With new equipment, the Arants have been “milling on demand” as they mill to fill orders each week. The process is seemingly simple, although much equipment and time are required.

“To get brown rice you just take the husk off the rice. To get white rice you run it through a polisher and that takes off the bran that’s right under the husk,” he said. “We’re still doing it on a smaller scale. We mill when we get orders in. That way we insure the freshness.”

Now the farmer gets off his combine to take the harvest to a local table. Restaurants have started carrying the rice and the Arants are looking to get their product to a larger supplier.

“We do food shows and mostly it’s word of mouth or one of us taking a sample by and letting them try it,” he said. “The rice business is going good these days. I’ve been pleased with the growth we’ve had and hope to continue it and make it a viable business.”

Delta Blues Rice has a unique flavor, and the Arants use only one variety that was developed in Stoneville, Miss., which they plant to help insure the flavor doesn’t change. Stores throughout the state carry the rice currently.

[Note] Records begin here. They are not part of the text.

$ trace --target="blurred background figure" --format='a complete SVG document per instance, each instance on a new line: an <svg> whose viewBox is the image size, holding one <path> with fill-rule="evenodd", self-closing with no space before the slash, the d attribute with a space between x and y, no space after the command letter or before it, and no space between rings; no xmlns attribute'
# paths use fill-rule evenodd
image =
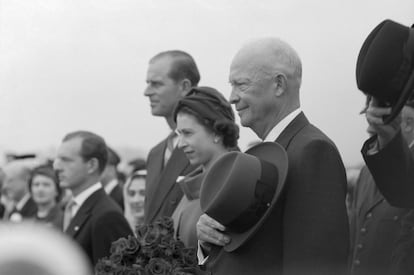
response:
<svg viewBox="0 0 414 275"><path fill-rule="evenodd" d="M83 251L36 223L0 224L0 275L91 275Z"/></svg>
<svg viewBox="0 0 414 275"><path fill-rule="evenodd" d="M4 204L3 204L3 194L2 194L2 189L3 189L3 181L5 178L5 174L3 172L3 169L0 168L0 219L4 216L4 211L6 210Z"/></svg>
<svg viewBox="0 0 414 275"><path fill-rule="evenodd" d="M128 162L128 174L132 175L134 172L145 170L147 167L145 163L145 159L143 158L135 158Z"/></svg>
<svg viewBox="0 0 414 275"><path fill-rule="evenodd" d="M101 176L101 183L105 192L112 198L120 207L124 209L124 196L122 193L122 182L119 181L118 164L121 162L119 155L109 146L108 162L105 170Z"/></svg>
<svg viewBox="0 0 414 275"><path fill-rule="evenodd" d="M33 170L29 189L33 201L37 205L34 218L37 221L61 228L63 209L59 202L62 192L58 177L50 164L38 166Z"/></svg>
<svg viewBox="0 0 414 275"><path fill-rule="evenodd" d="M125 218L135 233L135 227L144 222L145 169L136 170L124 186Z"/></svg>
<svg viewBox="0 0 414 275"><path fill-rule="evenodd" d="M5 178L2 193L6 203L4 219L14 222L33 217L37 212L36 203L29 192L31 170L22 161L7 163L3 169Z"/></svg>

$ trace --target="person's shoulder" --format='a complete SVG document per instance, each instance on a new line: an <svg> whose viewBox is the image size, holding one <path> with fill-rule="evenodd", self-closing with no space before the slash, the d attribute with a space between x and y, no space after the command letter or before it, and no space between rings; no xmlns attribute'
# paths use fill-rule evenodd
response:
<svg viewBox="0 0 414 275"><path fill-rule="evenodd" d="M167 142L167 137L163 138L156 145L154 145L153 147L151 147L148 155L150 156L152 154L155 154L155 153L161 151L164 148L166 142Z"/></svg>
<svg viewBox="0 0 414 275"><path fill-rule="evenodd" d="M336 147L335 143L318 127L307 124L295 136L296 143L306 146L308 144L327 144Z"/></svg>

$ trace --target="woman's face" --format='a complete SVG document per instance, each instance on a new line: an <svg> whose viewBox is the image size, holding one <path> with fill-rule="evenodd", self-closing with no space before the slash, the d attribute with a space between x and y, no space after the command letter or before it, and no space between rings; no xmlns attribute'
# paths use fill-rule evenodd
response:
<svg viewBox="0 0 414 275"><path fill-rule="evenodd" d="M201 125L193 115L178 113L177 133L178 147L183 149L192 165L206 166L213 159L219 146L217 137ZM217 142L214 141L215 139Z"/></svg>
<svg viewBox="0 0 414 275"><path fill-rule="evenodd" d="M145 178L134 178L127 188L127 195L132 213L143 213L145 199Z"/></svg>
<svg viewBox="0 0 414 275"><path fill-rule="evenodd" d="M32 197L37 204L56 202L58 191L55 182L44 175L35 175L32 179Z"/></svg>

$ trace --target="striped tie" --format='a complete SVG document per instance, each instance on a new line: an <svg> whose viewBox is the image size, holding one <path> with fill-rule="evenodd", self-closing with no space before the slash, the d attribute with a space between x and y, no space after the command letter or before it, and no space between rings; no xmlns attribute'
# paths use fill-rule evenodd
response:
<svg viewBox="0 0 414 275"><path fill-rule="evenodd" d="M73 218L73 207L76 205L75 200L71 199L65 206L65 212L63 213L63 231L66 231L70 221Z"/></svg>

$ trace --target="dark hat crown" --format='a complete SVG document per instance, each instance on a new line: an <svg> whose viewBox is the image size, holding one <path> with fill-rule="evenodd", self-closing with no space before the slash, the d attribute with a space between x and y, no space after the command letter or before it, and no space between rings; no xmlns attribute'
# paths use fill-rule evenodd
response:
<svg viewBox="0 0 414 275"><path fill-rule="evenodd" d="M414 29L384 20L365 39L356 64L358 88L392 106L395 116L413 89Z"/></svg>

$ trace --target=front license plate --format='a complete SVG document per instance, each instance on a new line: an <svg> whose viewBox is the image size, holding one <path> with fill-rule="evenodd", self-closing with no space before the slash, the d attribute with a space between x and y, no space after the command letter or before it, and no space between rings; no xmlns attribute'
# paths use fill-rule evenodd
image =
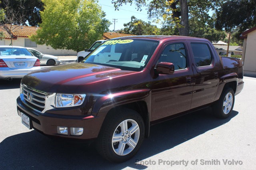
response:
<svg viewBox="0 0 256 170"><path fill-rule="evenodd" d="M30 122L29 117L26 116L23 113L21 113L21 123L24 125L25 126L30 129Z"/></svg>
<svg viewBox="0 0 256 170"><path fill-rule="evenodd" d="M25 62L17 62L15 63L15 66L16 67L26 67Z"/></svg>

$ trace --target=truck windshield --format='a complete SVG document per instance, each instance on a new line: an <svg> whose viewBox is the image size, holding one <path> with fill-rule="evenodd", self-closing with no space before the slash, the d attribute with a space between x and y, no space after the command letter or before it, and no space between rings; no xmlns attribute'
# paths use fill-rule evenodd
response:
<svg viewBox="0 0 256 170"><path fill-rule="evenodd" d="M107 41L82 63L140 71L146 65L158 43L156 41L138 40Z"/></svg>

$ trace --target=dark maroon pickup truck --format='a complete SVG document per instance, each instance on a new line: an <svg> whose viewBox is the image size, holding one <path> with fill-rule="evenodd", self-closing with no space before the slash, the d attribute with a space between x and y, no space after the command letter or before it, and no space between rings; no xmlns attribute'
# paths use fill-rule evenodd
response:
<svg viewBox="0 0 256 170"><path fill-rule="evenodd" d="M208 40L178 36L106 41L80 63L24 77L22 122L51 137L93 140L116 162L132 158L150 125L212 106L228 117L244 86L239 59L220 57Z"/></svg>

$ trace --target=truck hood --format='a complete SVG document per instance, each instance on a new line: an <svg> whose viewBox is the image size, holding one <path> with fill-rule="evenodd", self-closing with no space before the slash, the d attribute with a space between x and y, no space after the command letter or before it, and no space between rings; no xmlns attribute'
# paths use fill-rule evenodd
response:
<svg viewBox="0 0 256 170"><path fill-rule="evenodd" d="M25 76L22 83L48 93L100 93L99 90L107 90L102 89L110 87L110 83L113 83L115 77L136 73L138 72L101 65L76 63L32 72Z"/></svg>

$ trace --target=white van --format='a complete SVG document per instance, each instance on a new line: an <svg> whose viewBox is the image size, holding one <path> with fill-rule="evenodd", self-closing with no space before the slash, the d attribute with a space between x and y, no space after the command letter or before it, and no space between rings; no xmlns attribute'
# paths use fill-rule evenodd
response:
<svg viewBox="0 0 256 170"><path fill-rule="evenodd" d="M106 41L106 40L103 40L96 41L89 49L84 49L84 51L81 51L77 53L77 59L76 60L77 62L80 62L85 57L90 54L91 52L94 50L96 48L100 46L100 44Z"/></svg>

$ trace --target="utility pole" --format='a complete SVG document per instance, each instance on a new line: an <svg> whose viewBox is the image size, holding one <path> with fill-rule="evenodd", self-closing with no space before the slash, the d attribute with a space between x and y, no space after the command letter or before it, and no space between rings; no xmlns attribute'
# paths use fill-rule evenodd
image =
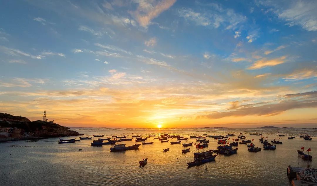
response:
<svg viewBox="0 0 317 186"><path fill-rule="evenodd" d="M44 110L44 112L43 112L43 114L44 114L43 116L43 121L47 121L46 119L46 111Z"/></svg>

“We sell to gift stores, and we were extremely busy during Christmastime,” he said. “Chefs who use our rice tell us that our rice is different from others. That means something to us. We have a good product.”

They’ve recently added a Jasmine rice product and are getting a good response from consumers. The Arants enjoy having more control over the selling of their crops, but they have to keep prices competitive. It is their goal to supply a quality product at a fair price.

“We’re subject to whatever the commodity markets are giving us. You go to the rice mill with your hat in hand and ask what they’ll give you,” he said. “But when you’re milling your own rice, you command a little bit higher price for your product per bushel. Right now, we’re on such a small scale it’s not making much of a difference, but as it grows hopefully it will.”

They’ve distributed it to “restaurants from New York to Seattle and everywhere in between. Our name is getting out and word is being spread. I’ll get an online order form across the country and it’s amazing to have folks from New York and California hear about us and order. It takes a lot of time to build something up so that its sustainable.”